Most people will prefer to leave radiator installations to the professionals, but if you have good basic DIY skills, it's possible to replace an old unit with a replacement, using some basic plumbing techniques.
Firstly, turn off the radiator and let it cool. Take the protective cap off the lockshield valve and use a spanner to close this off. Check how many turns you use, as you'll need to open the valve again later using the same number of turns - this will keep the central heating system balanced.
Secondly, bleed the radiator, using a key to open up the valve in the radiator's top corner. You can then take off the old radiator, leaving both valves in place. Make sure you use a wrench to grip the valve assembly, so that it can't be pulled away from the feed pipe accidentally. Undo the nuts that hold the radiator to the valve, and close the bleed valve. Lift the radiator away from its brackets, and hold it over a bucket at an angle, so it can drain. You may need an extra pair of hands for this, as the radiator is likely to be heavy!

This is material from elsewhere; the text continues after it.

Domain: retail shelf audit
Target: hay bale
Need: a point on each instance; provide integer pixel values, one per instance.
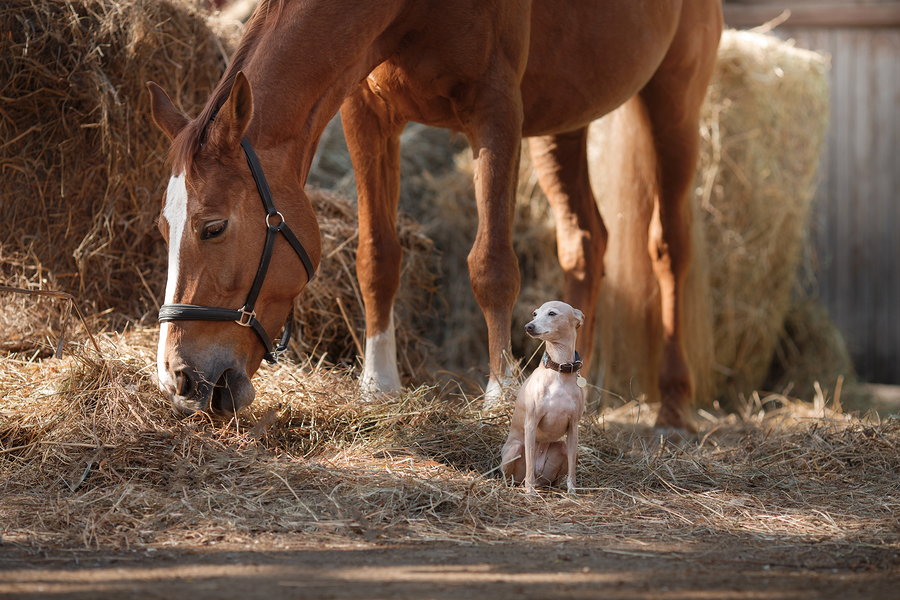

You can now install your new radiator, by wrapping a length of PTFE tape clockwise around the new model's thread. Lift the radiator into the brackets, and make sure the valves are sitting squarely onto the connections. Hand tighten each nut, and make sure that you don't accidentally cross thread them. You'll then need to tighten the nuts with a wrench - but don't over tighten it. Open the bleed valve at the top, and the flow valve at the bottom of the radiator to allow water to flow and push the air upwards. Close the bleed valve when water begins to leak from it.
You can then open the return valve, and allow the water to move through the system. Check for any leaks before you switch the heating on, and then check again!